BRUXELLES Derrière son visage grave aux traits un peu tirés - des travaux dans son hôtel l'avaient empêchée de dormir pendant presque toute la nuit -, elle cache des sourires de petite fille. Derrière ses yeux curieux, une intelligence et une grâce indicible. Que l'on retrouve de part en part de Not going anywhere, son nouvel album en anglais. De sa voix douce, qu'elle perd parfois un peu, elle égrène balades pop et folk pour son plus grand bonheur et le nôtre. Rencontre.

Déjà au moment de la sortie de votre album précédent, La disparition, vous disiez avoir envie d'en sortir un autre en anglais...

«Oui, j'avais enregistré pas mal de chansons en anglais, notamment pendant la période de La disparition . On m'a donné la chance de retourner en studio pour travailler à un album entier.
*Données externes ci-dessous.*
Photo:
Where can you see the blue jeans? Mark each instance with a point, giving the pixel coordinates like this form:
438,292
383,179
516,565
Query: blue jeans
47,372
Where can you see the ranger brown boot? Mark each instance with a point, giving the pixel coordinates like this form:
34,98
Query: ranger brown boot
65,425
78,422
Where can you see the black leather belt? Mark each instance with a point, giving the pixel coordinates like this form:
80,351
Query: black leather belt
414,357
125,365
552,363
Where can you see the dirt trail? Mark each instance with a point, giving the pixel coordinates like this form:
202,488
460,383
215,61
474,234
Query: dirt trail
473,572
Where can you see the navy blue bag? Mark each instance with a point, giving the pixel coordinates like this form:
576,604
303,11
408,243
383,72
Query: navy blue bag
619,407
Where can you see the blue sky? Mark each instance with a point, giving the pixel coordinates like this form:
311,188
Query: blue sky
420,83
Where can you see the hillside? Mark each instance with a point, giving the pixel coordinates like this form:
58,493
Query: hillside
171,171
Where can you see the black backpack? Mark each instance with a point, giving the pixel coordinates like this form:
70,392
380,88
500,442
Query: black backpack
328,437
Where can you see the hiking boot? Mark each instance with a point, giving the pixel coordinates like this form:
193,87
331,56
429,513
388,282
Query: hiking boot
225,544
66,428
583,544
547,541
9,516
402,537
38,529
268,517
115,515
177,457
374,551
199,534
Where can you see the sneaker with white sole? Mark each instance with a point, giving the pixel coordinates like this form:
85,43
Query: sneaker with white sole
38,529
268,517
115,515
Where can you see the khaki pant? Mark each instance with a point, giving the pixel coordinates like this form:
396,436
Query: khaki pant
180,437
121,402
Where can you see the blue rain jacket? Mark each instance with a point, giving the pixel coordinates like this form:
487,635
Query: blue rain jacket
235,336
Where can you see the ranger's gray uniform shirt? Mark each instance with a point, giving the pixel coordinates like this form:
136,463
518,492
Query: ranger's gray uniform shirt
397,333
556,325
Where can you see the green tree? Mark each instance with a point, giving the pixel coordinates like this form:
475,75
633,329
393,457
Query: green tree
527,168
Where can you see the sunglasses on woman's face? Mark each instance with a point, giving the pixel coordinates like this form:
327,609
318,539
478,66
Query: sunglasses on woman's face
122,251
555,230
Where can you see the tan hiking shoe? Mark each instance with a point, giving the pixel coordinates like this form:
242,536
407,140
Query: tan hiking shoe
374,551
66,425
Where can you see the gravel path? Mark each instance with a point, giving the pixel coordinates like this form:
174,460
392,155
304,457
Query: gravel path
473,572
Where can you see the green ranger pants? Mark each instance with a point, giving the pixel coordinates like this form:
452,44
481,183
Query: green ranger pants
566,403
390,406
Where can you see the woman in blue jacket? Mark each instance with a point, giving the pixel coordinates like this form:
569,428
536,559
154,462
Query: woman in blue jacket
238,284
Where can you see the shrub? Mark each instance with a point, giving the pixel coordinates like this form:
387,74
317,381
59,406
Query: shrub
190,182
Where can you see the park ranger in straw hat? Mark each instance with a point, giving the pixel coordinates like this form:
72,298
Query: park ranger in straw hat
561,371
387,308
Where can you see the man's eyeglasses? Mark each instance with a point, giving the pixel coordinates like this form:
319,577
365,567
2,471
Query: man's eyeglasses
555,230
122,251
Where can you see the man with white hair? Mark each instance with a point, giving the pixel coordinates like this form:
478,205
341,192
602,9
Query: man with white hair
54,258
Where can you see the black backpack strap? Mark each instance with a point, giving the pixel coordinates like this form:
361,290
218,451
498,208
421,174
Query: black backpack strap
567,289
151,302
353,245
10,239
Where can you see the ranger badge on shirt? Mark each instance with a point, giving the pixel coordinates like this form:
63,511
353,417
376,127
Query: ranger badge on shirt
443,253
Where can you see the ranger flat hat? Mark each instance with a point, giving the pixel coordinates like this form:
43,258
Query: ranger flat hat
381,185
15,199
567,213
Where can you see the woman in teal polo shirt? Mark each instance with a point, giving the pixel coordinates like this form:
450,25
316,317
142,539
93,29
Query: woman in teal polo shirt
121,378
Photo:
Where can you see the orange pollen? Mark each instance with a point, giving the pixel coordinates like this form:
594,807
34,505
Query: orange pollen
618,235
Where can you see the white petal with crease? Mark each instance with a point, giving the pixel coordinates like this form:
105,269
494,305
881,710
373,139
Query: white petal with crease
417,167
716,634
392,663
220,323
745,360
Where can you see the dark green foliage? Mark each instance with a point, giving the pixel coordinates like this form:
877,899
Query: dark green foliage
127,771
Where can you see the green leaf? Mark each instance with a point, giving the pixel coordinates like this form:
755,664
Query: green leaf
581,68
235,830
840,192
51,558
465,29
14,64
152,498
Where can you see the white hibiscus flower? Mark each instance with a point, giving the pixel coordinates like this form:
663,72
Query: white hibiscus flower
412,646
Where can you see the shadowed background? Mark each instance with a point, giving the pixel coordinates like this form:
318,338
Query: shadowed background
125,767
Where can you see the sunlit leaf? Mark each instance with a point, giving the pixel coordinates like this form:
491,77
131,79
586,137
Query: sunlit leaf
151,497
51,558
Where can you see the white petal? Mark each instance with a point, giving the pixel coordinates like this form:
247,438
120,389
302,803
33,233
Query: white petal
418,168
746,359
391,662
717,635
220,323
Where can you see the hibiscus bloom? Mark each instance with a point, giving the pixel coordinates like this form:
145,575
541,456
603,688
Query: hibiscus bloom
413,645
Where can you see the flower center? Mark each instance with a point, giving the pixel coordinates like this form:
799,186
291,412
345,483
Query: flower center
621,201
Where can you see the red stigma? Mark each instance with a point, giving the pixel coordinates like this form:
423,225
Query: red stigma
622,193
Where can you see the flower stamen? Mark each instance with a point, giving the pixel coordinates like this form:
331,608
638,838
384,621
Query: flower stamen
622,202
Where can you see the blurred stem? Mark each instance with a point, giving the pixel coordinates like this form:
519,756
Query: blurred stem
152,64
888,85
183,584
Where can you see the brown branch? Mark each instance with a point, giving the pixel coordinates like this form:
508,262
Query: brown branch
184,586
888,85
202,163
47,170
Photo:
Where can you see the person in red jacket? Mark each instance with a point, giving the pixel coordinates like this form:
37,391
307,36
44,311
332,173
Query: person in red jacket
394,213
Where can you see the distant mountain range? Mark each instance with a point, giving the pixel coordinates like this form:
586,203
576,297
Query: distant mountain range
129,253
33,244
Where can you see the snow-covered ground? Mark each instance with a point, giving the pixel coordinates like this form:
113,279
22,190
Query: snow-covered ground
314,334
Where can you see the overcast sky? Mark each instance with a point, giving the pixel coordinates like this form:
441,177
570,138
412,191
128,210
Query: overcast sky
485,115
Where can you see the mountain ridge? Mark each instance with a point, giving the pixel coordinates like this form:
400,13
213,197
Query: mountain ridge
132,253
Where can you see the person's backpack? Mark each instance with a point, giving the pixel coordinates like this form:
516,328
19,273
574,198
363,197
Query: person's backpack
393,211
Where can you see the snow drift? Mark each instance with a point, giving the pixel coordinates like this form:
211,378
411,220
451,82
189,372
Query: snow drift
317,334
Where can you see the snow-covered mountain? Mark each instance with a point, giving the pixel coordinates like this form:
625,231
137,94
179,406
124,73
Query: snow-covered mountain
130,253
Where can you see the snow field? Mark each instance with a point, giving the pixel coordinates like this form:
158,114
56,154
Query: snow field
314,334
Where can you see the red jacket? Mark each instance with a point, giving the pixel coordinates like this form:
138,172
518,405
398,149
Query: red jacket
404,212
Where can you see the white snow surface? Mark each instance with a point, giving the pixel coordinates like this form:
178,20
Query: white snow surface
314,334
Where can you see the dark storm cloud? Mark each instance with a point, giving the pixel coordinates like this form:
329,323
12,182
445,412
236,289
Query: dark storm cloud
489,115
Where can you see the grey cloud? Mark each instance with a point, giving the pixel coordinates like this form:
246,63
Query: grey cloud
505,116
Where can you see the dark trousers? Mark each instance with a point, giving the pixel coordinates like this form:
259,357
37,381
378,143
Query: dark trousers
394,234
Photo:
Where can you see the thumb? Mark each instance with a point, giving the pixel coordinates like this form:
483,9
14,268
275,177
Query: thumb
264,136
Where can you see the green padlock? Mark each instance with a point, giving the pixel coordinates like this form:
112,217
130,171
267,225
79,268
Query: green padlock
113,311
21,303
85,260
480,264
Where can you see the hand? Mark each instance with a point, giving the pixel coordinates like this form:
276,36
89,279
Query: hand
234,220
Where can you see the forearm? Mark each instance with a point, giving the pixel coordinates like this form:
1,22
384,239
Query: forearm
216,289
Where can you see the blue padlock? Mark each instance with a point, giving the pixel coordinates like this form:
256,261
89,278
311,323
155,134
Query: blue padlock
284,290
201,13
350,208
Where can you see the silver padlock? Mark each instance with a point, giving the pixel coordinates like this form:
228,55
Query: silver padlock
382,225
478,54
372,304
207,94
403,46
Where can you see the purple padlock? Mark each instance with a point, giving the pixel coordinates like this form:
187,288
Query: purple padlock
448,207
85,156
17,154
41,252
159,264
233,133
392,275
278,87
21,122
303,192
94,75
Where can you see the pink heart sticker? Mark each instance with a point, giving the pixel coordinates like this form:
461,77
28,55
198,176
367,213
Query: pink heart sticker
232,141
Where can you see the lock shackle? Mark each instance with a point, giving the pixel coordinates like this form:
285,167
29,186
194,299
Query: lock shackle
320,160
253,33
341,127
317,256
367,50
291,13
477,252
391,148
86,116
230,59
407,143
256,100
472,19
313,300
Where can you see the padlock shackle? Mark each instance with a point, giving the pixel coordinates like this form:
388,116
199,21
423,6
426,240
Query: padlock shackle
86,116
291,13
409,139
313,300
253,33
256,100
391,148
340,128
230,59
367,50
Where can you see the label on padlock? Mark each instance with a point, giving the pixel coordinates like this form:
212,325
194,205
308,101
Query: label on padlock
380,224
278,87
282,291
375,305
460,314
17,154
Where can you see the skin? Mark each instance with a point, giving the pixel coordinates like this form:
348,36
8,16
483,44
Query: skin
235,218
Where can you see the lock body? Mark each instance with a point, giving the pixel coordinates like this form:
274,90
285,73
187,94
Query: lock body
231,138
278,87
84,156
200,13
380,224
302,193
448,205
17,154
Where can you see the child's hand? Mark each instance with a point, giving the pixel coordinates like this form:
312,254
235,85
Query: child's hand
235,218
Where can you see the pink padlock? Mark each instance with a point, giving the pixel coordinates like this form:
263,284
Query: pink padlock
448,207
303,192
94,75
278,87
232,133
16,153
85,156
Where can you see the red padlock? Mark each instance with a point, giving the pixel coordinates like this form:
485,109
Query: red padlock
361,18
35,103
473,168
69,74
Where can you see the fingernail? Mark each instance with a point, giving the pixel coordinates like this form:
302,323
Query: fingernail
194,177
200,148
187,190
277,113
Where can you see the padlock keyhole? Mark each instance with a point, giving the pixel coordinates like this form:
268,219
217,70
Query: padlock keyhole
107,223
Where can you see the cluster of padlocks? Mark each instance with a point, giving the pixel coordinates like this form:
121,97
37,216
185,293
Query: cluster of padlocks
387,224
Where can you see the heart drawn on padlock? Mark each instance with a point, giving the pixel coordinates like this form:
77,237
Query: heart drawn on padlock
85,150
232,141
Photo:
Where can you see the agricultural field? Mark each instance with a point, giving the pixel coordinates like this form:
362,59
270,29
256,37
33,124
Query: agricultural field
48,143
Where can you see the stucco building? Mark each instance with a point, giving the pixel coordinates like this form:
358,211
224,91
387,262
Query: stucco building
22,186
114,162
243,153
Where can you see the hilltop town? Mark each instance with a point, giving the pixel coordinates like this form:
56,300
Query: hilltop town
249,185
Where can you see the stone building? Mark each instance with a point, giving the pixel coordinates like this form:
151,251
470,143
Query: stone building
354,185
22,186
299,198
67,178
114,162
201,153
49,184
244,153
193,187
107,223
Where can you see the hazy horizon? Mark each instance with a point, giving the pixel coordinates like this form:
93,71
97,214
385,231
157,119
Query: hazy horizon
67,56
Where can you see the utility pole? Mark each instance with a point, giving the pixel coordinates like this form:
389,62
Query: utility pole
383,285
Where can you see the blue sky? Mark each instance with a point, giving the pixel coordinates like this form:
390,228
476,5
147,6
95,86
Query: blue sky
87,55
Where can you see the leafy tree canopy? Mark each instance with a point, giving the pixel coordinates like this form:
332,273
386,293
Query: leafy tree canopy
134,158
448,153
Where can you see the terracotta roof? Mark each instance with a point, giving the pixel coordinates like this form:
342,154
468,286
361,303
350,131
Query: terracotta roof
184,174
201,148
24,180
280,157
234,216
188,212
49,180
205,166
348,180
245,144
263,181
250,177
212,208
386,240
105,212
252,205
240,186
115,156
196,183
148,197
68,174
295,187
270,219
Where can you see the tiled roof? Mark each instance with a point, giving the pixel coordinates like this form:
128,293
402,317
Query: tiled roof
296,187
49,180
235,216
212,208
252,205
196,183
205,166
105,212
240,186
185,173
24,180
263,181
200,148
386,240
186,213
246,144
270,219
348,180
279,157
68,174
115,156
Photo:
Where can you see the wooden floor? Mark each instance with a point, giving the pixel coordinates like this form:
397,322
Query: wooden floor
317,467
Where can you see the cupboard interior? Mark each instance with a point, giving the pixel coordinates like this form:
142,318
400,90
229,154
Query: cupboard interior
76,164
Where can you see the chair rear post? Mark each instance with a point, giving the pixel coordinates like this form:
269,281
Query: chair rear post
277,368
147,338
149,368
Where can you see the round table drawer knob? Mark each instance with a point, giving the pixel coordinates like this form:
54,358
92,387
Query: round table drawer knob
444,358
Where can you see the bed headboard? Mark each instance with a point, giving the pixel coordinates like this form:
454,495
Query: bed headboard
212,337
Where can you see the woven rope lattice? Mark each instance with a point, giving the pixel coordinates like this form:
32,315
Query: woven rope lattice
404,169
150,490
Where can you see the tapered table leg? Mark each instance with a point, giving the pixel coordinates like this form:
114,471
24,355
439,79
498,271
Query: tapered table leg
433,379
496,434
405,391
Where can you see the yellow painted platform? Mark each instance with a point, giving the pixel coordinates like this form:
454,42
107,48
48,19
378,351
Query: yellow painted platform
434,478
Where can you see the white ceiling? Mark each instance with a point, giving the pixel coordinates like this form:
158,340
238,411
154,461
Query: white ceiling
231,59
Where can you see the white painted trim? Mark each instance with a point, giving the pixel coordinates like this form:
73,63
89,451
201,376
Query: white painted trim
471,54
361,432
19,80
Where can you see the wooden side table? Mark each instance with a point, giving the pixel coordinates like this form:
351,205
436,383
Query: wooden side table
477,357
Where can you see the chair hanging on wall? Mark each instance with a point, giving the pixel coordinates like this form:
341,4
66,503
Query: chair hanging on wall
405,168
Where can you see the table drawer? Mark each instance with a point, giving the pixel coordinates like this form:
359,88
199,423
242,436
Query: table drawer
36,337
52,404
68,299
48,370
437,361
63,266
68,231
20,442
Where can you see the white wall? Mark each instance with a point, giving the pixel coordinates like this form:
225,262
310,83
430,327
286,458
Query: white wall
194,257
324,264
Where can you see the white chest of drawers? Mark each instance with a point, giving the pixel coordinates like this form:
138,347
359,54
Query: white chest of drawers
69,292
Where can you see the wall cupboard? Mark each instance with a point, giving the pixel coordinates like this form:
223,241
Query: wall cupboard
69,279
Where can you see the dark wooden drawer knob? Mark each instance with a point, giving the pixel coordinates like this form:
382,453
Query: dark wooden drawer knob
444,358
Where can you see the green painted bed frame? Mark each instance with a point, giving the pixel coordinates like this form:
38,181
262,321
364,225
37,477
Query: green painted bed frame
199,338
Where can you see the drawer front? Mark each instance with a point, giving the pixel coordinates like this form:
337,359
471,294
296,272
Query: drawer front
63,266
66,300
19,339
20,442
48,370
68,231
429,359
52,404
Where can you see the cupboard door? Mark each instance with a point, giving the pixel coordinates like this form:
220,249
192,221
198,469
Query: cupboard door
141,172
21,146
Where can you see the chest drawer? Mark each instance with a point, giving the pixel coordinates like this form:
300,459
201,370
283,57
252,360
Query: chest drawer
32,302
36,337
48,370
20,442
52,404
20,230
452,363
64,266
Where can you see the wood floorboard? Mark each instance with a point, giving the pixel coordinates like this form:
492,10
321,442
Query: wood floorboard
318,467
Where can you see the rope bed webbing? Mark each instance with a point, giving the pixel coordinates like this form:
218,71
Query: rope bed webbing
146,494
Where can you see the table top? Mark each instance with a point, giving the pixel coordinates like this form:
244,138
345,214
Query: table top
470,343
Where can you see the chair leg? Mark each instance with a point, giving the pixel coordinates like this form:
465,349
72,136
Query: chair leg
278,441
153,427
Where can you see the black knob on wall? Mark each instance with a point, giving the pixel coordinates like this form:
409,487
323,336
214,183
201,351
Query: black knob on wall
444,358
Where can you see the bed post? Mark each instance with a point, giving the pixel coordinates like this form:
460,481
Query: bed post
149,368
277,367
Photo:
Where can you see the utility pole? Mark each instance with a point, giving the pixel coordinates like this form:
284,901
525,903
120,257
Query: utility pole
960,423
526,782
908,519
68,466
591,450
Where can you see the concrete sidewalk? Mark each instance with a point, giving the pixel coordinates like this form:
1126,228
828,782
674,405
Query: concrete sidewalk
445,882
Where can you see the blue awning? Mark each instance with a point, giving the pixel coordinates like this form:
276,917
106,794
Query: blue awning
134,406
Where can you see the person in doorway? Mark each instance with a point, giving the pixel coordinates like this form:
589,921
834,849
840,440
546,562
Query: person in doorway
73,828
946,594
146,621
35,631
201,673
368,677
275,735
Sur Not going anywhere, il y a d'ailleurs quatre chansons qui figuraient sur La disparition...»

C'est naturel pour vous d'écrire et de chanter dans les deux langues?

«Oui. L'anglais est une langue dans laquelle j'aime beaucoup écrire. Mon premier amour, dans la musique, c'est la folk. C'est de ce genre-là que j'avais envie. Au départ, pourtant, il n'y avait même pas de vraie sortie de prévue.»

Vous parvenez à mettre votre énergie dans un disque qui ne verra peut-être même pas le jour?

«Oui. Cela m'est déjà arrivé. Souvent, j'enregistre des chansons qui me plaisent quelques jours et que je trouve moins belles ensuite. Peut-être que, plus tard, quand je les réécouterai, j'aurais envie de les améliorer. Mon métier ne s'arrête pas à faire douze chansons par an.»

Comment faut-il comprendre le titre de l'album, Not going anywhere (que l'on pourrait traduire par N'aller nulle part) ?

«Ah, mais comme on veut. Cela représente pour moi des choses que je serais bien incapable d'expliquer, parce que l'écriture est instinctive. Cela devient un scénario plus solide à la fin... A chaque fois que j'essayais de connaître la couleur de l'album, j'étais confrontée à autre chose. Et ce sera différent pour chaque personne qui l'écoutera.»

Vous collaborez une nouvelle fois avec Benjamin Biollay sur cet album...

« Les chansons sur lesquelles il a travaillé datent de l'époque de La disparition. Après avoir fait énormément de choses ensemble, on arrive toujours à un moment où on a l'impression de se répéter. Ou alors, on a envie de se taper dessus... parce qu'on se répète.»

Vous écrivez pour les autres avec autant de plaisir que pour vous?

«J'écris rarement pour les autres. Je collabore à des projets, de A à Z, je travaille avec des gens qui sont en rapport avec mon univers. Mais écrire une seule chanson pour quelqu'un, je ne le fais pas. Sauf pour Henri Salvador, pour qui j'ai signé Ma chère et tendre . Mais c'est parce que l'on avait déjà travaillé ensemble et que cela avait quelque chose de symbolique.»